Using toys also demands a sense of disconnect from reality. The set up pulls the eyes to the fallen figure and the rest of the scene is almost lost. It is not that a fallen soldier does not elicit feelings of horror, displeasure, doom, or fear, but more so that there is nothing intrinsically sad about a toy that’s happened to fall over. It is almost more of an annoyance, as though the time and effort of setting up the scene and getting the figures in place was wasted because one figure can’t quite find the stability to stand when he is needed to.

Had I not perused the comments I might have totally missed the money in the background. Slaughter to a backdrop of bills. Only the sense of mayhem is not pronounced enough. The bills themselves seem haphazardly added because of they lack a crispness and a severity. Coincidentally the lack of crispness also allows the light to escape from behind the wall of currency as though in a gesture to plead with the fighters, cajoling them with the gilded light of the world beyond their war. Visually there is something dizzying about them in their blurred state. And comically Washington seems to have a Pinocchio like nose protruding in the form of the man’s offending gun.

I am not sure it is the lack of contrast that takes away the gut-wrenching [i]something[/i] that you are looking for in this photo, but it may attribute to it. It makes the color scheme appear to be narrow, as if the whiteness of the “ground” is the only thing that truly clashes, color-wise, with the rest of the scene. I don’t know if I can give you any advice on how to make this better, there is something that it’s missing and my sensors tell me it has something to do with the fallen man and the lack of emotion he conjures. Hopefully my interpretation has been even a little bit helpful or given some insight…

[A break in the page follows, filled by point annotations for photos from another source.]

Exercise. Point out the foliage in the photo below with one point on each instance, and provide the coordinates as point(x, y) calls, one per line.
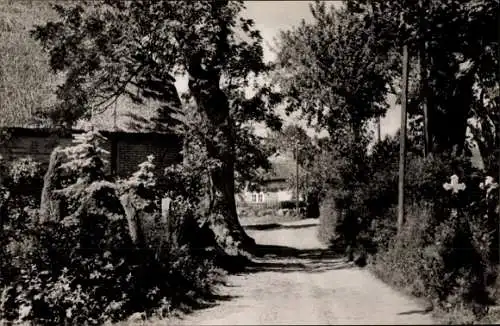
point(449, 260)
point(454, 42)
point(84, 269)
point(109, 49)
point(25, 79)
point(328, 71)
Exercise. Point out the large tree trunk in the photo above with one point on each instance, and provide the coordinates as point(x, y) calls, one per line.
point(50, 205)
point(213, 104)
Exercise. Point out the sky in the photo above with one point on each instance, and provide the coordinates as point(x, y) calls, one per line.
point(272, 16)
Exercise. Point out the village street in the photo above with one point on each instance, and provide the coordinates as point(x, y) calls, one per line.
point(298, 282)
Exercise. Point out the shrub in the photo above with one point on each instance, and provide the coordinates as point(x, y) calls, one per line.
point(84, 269)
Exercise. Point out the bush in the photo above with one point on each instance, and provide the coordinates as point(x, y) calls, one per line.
point(446, 258)
point(84, 268)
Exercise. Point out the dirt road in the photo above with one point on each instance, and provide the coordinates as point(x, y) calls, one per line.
point(299, 282)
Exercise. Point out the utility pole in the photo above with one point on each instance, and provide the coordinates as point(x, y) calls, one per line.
point(379, 137)
point(402, 139)
point(424, 86)
point(297, 176)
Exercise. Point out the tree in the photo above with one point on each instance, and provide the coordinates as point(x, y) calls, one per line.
point(456, 43)
point(330, 71)
point(112, 48)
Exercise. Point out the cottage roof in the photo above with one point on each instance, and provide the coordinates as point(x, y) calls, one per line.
point(283, 167)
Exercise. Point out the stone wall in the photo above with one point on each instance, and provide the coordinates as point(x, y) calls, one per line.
point(127, 150)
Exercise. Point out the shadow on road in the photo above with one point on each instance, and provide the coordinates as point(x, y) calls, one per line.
point(282, 259)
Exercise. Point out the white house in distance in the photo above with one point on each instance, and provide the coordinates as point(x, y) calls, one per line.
point(275, 186)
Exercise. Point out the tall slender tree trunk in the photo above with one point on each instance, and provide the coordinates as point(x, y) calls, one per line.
point(424, 79)
point(402, 142)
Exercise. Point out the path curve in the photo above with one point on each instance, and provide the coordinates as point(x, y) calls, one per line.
point(300, 282)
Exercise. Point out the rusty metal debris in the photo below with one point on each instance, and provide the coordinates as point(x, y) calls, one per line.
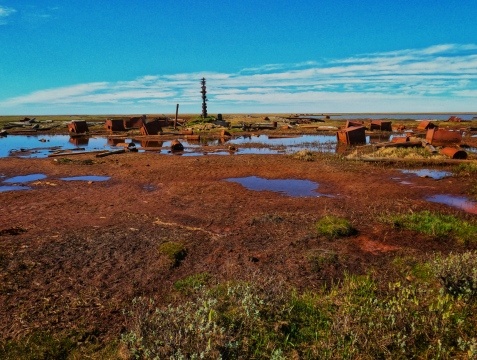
point(135, 122)
point(436, 136)
point(114, 125)
point(425, 125)
point(454, 153)
point(380, 125)
point(353, 135)
point(176, 145)
point(351, 123)
point(151, 128)
point(78, 127)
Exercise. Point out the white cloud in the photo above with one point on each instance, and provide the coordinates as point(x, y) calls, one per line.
point(5, 12)
point(428, 79)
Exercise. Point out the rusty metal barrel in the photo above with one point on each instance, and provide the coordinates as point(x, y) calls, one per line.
point(454, 153)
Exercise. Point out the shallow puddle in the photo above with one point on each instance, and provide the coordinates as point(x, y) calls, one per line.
point(40, 146)
point(86, 178)
point(289, 187)
point(25, 178)
point(149, 188)
point(455, 201)
point(434, 174)
point(4, 188)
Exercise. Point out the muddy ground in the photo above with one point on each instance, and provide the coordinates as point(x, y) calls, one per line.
point(74, 254)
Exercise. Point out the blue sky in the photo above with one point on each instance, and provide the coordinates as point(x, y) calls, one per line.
point(126, 57)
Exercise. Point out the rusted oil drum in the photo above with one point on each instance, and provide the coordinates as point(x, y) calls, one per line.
point(454, 153)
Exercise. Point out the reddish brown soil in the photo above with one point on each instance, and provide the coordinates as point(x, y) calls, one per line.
point(89, 248)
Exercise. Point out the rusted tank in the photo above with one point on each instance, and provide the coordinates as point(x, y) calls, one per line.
point(353, 135)
point(225, 133)
point(380, 125)
point(454, 153)
point(114, 125)
point(400, 139)
point(176, 145)
point(351, 123)
point(151, 143)
point(163, 121)
point(78, 127)
point(151, 128)
point(436, 136)
point(135, 122)
point(79, 140)
point(425, 125)
point(193, 137)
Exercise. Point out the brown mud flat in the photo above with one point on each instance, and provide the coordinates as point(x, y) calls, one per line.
point(73, 254)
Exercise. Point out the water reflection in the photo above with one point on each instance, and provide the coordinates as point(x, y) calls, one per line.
point(455, 201)
point(86, 178)
point(434, 174)
point(290, 187)
point(25, 178)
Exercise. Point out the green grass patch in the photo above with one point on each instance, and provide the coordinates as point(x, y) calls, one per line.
point(192, 282)
point(174, 251)
point(359, 318)
point(466, 169)
point(304, 155)
point(333, 227)
point(437, 225)
point(457, 273)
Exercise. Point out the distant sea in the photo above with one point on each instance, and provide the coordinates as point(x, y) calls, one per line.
point(398, 116)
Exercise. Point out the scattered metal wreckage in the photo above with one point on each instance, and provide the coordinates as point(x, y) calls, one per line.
point(151, 128)
point(115, 125)
point(77, 127)
point(353, 135)
point(380, 125)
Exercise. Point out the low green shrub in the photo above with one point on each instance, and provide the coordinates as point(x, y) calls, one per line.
point(457, 273)
point(192, 282)
point(334, 227)
point(355, 319)
point(174, 251)
point(437, 225)
point(304, 155)
point(466, 169)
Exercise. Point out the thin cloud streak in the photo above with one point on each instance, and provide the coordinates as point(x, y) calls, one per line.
point(414, 79)
point(5, 12)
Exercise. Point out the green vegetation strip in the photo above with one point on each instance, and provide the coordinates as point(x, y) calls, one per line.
point(436, 225)
point(359, 318)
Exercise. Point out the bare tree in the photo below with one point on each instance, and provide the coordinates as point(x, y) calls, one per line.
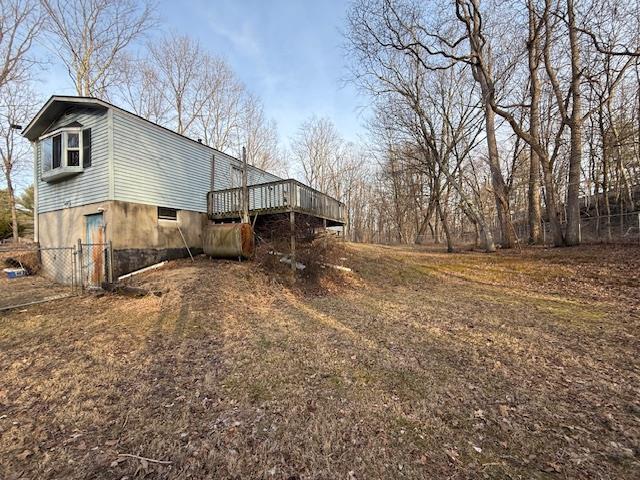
point(317, 148)
point(17, 107)
point(140, 89)
point(260, 137)
point(91, 36)
point(20, 23)
point(221, 116)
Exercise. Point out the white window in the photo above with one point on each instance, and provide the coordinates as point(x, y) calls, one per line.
point(63, 151)
point(165, 213)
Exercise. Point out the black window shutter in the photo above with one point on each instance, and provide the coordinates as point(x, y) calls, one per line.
point(57, 151)
point(86, 148)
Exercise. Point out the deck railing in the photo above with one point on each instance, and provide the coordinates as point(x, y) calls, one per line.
point(275, 197)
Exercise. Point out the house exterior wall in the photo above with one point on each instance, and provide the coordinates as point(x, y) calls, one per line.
point(136, 166)
point(155, 166)
point(90, 186)
point(137, 236)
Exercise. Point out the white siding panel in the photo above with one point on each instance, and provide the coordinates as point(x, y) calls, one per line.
point(90, 186)
point(155, 166)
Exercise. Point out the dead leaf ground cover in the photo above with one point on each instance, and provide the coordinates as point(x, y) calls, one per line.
point(421, 365)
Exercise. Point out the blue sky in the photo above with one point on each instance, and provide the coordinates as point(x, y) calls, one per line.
point(287, 52)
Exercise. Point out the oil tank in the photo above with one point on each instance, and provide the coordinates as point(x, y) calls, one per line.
point(228, 240)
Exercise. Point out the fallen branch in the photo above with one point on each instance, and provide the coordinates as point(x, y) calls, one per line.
point(337, 267)
point(142, 270)
point(138, 457)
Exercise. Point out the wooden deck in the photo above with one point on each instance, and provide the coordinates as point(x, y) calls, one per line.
point(274, 198)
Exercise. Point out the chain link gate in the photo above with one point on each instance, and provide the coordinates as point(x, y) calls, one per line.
point(96, 262)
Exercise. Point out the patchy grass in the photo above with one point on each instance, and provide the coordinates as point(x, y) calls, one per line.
point(421, 365)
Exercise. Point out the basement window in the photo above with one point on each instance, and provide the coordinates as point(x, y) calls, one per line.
point(165, 213)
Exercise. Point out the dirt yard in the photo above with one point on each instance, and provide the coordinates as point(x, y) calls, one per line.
point(18, 291)
point(418, 364)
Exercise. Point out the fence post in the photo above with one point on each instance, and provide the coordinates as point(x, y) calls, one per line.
point(74, 269)
point(80, 262)
point(110, 256)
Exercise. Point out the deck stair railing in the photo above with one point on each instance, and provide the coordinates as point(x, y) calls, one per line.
point(275, 197)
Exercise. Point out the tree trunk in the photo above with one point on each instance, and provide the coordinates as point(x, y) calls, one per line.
point(14, 212)
point(534, 215)
point(445, 227)
point(575, 126)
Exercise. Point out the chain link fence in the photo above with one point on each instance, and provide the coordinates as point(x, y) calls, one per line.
point(32, 274)
point(618, 228)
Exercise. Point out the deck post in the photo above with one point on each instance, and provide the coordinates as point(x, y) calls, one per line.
point(292, 225)
point(245, 189)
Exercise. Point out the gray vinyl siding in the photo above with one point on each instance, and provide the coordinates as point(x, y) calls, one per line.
point(154, 166)
point(90, 186)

This is my first comment on coming back so maybe it’s just overloaded with things because I’ve been “oppressed” lately.
It’s good to be back. :excited:


*This reminded me of my friend who is horribly race conscious. She’s a nice girl but sometimes sees racial injustice everywhere and laughably would probably see it here too. And though I at first saw that as a ridiculous notion I couldn’t help but notice that the dead/dying soldier and his comrades are much closer to “white” than the others.